Monday, March 8, 2010

App Engine joins the Google over IPv6 Program

The Google over IPv6 program allows ISPs with good connectivity to request IPv6 access for most Google services. In about a week, we'll be adding Google App Engine and the appspot.com domain to this program. This means that all App Engine apps will become accessible over IPv6 to anyone participating in the program!

For most people, this won't require any changes to your code at all. If your App Engine code reads os.environ["REMOTE_ADDR"] in Python, or HttpServletRequest.getRemoteAddr() in Java, be aware that this value may be an IPv4 address, like "192.0.2.1", or an IPv6 address, like "2001:db8::1". Now is the time to verify that your code doesn't make any IPv4-specific assumptions, so that your IPv6-ready users will have a seamless transition.

Some libraries for manipulating IP addresses, should your app require one, include ipaddr and java.net.InetAddress.

Q: My app doesn't handle IP addresses at all. Can I ignore this announcement?
A: Yes.

Q: I have a third-party domain hosted through Google Apps and the ghs.google.com CNAME. Will this affect me?
A: This particular change only affects appspot.com domains, but you should still make sure your code is IPv6-safe, as we're always working to add IPv6 to more services.

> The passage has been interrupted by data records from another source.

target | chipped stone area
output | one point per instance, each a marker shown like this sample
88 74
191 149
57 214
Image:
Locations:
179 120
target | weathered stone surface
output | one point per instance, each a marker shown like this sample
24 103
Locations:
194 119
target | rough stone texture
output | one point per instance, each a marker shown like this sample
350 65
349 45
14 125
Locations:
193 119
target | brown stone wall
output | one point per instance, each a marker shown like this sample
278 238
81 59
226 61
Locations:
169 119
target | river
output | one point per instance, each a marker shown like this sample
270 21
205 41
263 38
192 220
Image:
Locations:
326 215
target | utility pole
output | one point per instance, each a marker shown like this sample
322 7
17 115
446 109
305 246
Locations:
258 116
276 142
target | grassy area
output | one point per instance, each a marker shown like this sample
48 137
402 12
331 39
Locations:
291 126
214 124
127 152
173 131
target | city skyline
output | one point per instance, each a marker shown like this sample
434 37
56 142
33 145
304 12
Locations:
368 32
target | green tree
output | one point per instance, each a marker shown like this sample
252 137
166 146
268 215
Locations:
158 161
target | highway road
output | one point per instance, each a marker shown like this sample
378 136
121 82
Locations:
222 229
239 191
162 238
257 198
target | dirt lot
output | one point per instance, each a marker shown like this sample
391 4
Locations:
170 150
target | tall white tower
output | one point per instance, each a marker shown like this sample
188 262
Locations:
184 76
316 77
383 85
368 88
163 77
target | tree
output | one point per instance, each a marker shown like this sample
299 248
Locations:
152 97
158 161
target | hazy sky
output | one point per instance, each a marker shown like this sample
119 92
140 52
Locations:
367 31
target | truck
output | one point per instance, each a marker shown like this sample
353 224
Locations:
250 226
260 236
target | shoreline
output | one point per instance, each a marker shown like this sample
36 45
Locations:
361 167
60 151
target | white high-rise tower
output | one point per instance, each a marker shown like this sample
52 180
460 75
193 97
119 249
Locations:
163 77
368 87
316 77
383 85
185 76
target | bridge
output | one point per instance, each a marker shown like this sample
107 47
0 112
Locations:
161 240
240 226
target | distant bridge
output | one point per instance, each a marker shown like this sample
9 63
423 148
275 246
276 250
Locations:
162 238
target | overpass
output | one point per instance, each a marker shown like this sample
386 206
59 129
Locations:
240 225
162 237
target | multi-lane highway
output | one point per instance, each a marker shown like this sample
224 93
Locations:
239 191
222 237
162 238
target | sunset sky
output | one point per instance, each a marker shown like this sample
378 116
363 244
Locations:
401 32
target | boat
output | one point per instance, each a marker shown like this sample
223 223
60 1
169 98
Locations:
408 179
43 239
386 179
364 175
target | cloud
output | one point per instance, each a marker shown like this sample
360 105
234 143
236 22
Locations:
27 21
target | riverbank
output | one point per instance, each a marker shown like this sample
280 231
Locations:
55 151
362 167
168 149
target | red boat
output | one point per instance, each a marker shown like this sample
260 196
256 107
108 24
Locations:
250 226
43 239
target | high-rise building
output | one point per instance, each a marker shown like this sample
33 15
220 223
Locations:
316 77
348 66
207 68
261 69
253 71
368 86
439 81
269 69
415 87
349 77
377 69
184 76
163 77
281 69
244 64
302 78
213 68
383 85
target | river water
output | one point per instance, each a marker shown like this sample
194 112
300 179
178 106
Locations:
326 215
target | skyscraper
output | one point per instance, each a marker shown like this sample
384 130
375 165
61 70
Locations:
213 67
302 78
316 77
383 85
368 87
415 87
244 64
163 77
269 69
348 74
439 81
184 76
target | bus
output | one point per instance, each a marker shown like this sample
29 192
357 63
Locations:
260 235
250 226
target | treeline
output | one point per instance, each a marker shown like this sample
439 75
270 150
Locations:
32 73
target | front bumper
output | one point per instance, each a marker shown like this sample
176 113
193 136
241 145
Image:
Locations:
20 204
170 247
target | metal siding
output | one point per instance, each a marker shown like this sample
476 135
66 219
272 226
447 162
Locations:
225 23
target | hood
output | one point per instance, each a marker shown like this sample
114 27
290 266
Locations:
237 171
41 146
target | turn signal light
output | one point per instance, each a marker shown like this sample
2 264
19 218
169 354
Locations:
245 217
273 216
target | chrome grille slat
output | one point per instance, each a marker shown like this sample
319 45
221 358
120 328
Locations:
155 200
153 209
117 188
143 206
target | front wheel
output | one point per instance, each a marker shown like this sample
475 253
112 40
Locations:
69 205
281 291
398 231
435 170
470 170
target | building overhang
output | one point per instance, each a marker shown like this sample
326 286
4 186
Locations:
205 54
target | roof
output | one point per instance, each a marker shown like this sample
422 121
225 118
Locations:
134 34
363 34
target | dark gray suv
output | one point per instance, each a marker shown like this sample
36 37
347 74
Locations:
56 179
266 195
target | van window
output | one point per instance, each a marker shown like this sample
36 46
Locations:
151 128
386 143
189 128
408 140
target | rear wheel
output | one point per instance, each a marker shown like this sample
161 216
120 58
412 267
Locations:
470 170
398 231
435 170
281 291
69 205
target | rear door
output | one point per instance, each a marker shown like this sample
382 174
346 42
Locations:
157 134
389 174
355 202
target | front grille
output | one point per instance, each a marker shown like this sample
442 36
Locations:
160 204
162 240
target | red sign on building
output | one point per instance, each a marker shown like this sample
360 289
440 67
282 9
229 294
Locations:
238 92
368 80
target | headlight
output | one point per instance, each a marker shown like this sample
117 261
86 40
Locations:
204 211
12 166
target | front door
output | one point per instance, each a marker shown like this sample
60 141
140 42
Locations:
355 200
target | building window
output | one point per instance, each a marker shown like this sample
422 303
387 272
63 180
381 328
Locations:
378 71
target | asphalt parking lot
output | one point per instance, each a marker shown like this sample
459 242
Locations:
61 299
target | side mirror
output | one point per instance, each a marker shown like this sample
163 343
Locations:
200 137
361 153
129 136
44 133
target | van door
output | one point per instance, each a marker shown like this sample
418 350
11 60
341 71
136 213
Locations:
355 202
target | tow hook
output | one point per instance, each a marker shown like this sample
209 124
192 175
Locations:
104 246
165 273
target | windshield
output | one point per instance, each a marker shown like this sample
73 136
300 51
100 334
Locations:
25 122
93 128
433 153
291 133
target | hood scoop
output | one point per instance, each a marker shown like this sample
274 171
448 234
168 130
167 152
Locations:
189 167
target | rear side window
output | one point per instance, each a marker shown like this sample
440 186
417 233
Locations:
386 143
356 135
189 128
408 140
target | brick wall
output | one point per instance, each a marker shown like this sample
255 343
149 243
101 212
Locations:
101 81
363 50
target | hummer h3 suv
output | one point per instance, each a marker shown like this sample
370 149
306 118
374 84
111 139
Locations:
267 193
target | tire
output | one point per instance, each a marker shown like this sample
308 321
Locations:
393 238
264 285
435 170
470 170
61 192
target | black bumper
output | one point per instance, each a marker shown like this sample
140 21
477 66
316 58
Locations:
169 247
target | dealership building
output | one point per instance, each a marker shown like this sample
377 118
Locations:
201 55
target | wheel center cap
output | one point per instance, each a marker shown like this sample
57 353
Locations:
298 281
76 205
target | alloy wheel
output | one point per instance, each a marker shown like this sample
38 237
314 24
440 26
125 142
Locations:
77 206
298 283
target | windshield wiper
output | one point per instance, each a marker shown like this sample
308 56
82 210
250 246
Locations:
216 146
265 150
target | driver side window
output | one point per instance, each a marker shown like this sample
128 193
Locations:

Q: Will everyone see an IPv6 AAAA record for my app?
A: No, the AAAA record is visible to less than 1% of users, whose ISPs are participating in the Google over IPv6 program.

Q: Does this mean each app will get its own unique IPv6 address?
A: No, we try to keep our IPv4 and IPv6 services as similar as possible.

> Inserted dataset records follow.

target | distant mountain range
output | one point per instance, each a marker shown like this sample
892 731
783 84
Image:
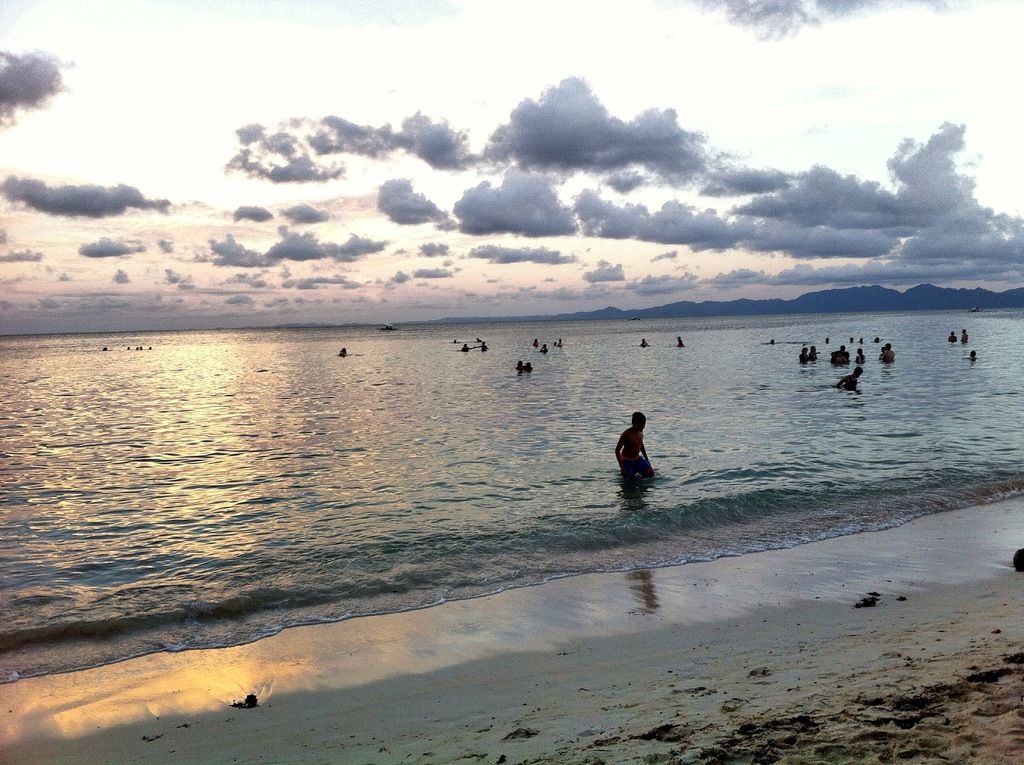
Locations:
849 300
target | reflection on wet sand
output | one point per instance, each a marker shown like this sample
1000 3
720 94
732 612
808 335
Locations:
643 587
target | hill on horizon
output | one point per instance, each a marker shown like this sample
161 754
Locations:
845 300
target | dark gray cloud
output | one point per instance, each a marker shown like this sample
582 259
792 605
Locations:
256 281
25 256
75 201
432 273
503 255
305 214
675 223
27 82
250 212
307 247
111 248
773 18
739 181
300 151
605 271
401 205
625 181
230 253
932 214
663 285
179 281
291 247
435 142
523 204
314 283
433 250
568 129
280 158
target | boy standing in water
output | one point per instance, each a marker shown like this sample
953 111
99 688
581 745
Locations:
630 451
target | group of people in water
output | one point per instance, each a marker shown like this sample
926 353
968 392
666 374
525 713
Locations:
842 356
645 344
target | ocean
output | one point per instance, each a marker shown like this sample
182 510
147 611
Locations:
226 484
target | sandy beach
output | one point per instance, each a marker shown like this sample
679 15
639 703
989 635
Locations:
904 645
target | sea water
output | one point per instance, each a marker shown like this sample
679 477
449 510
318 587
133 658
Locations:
223 485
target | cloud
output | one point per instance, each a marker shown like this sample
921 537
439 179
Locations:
773 18
675 223
932 215
523 204
432 273
663 285
305 214
433 250
26 256
256 281
625 181
401 205
568 129
111 248
314 283
291 247
179 281
505 255
249 212
307 247
605 271
295 152
280 158
27 82
739 181
230 253
435 142
74 201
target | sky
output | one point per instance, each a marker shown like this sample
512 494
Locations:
177 164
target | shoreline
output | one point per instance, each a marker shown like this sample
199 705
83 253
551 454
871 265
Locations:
701 655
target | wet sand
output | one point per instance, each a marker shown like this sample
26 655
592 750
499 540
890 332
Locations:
764 657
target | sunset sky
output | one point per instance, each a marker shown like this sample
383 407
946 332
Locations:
219 163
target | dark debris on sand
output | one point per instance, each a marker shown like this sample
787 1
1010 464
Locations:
250 703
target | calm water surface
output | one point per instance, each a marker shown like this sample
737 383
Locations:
225 484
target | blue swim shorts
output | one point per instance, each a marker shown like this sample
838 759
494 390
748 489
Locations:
633 468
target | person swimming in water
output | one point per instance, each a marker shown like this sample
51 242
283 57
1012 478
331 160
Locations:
850 381
630 451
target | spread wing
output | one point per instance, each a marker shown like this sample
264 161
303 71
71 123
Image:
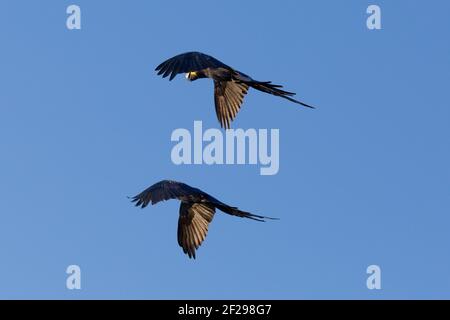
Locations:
228 98
188 62
193 225
166 190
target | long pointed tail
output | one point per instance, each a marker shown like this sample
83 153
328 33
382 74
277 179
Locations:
274 89
243 214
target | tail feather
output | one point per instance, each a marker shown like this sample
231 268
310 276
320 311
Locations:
274 89
243 214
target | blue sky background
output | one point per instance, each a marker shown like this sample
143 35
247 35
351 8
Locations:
364 179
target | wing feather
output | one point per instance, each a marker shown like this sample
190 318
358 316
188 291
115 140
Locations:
166 190
228 98
193 225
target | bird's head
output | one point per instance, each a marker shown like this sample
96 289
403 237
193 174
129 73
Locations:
191 76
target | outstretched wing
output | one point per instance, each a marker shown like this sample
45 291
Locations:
165 190
228 98
193 225
188 62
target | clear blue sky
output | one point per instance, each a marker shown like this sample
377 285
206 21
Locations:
364 179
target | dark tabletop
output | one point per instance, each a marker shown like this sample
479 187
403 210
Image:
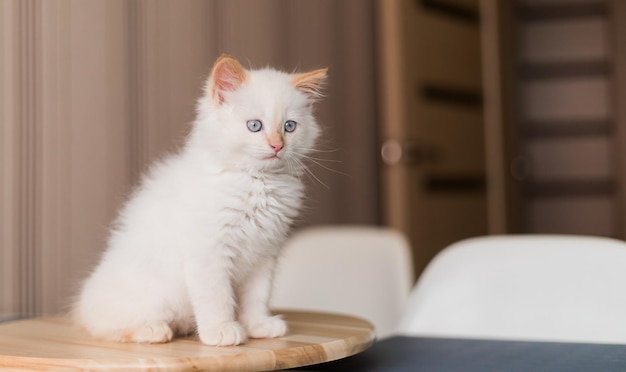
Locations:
440 354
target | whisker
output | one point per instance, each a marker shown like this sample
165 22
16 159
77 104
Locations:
319 163
309 173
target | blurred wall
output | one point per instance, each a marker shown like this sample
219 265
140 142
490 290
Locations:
91 92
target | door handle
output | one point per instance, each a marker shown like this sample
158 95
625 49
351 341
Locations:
409 152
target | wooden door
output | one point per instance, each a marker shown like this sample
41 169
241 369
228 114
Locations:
432 125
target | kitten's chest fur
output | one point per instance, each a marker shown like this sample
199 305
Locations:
252 212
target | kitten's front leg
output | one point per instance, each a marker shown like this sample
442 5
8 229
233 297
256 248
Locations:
213 301
254 295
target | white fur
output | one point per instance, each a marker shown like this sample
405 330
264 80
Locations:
194 248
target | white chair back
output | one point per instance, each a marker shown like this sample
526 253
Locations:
357 270
526 287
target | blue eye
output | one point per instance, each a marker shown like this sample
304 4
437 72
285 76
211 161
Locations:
290 126
254 125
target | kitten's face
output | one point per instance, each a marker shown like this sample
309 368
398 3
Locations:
264 117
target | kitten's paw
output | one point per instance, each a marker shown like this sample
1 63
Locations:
149 334
225 334
267 327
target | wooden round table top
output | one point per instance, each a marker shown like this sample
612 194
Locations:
54 343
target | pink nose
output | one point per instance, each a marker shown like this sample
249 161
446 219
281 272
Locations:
276 147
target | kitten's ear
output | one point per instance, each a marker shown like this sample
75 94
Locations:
227 75
311 83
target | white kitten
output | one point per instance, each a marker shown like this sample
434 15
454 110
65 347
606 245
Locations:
196 245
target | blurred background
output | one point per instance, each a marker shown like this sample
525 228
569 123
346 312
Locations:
443 119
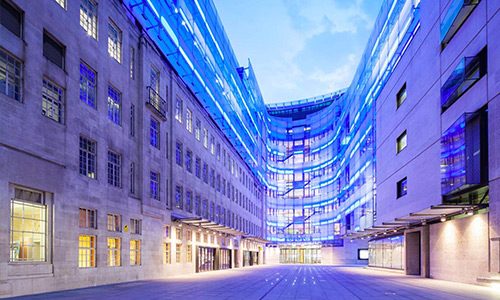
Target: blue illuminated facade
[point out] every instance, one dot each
(315, 156)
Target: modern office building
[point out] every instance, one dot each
(133, 145)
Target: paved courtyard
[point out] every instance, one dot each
(284, 282)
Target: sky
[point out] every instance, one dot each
(299, 48)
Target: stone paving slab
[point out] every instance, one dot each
(284, 282)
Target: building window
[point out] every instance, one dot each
(88, 218)
(166, 254)
(86, 251)
(114, 169)
(52, 101)
(114, 222)
(114, 105)
(28, 227)
(135, 252)
(135, 226)
(178, 153)
(88, 152)
(178, 196)
(401, 142)
(114, 41)
(114, 252)
(88, 85)
(11, 18)
(197, 167)
(197, 129)
(205, 138)
(132, 63)
(402, 187)
(178, 250)
(401, 96)
(178, 110)
(154, 133)
(10, 76)
(132, 178)
(189, 161)
(53, 50)
(88, 17)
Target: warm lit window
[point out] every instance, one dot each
(401, 142)
(154, 185)
(52, 101)
(114, 41)
(114, 252)
(88, 218)
(166, 254)
(135, 252)
(88, 152)
(28, 227)
(53, 50)
(189, 120)
(178, 250)
(11, 18)
(401, 96)
(178, 197)
(86, 251)
(88, 17)
(178, 110)
(114, 169)
(88, 85)
(178, 153)
(10, 76)
(114, 105)
(114, 222)
(154, 133)
(197, 129)
(135, 226)
(402, 187)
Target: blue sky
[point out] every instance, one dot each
(299, 48)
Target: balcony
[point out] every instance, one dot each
(465, 75)
(156, 103)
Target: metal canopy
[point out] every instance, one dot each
(432, 214)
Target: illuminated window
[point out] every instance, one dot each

Q: My ISP isn't a Google over IPv6 participant. How can I verify that that my code doesn't choke on IPv6 addresses?
A: You should include IPv6 addresses in your unit tests. After the launch, you'll be able to use the IPv4-IPv6 Website Gateway provided by the SixXS project. It's accessed by appending .ipv4.sixxs.org to any IPv6-enabled hostname. For example, the "Shoutout" sample app will be visible at http://shoutout.appspot.com.ipv4.sixxs.org/.

Q: Why does the previous link report a "does not have an IPv6 address" error?
A: That means we haven't launched yet. The delay is meant to give developers time to review their address-handling code.

If you experience any problems with IPv6 serving and App Engine, please report it in the App Engine issue tracker or post about it in the App Engine discussion group.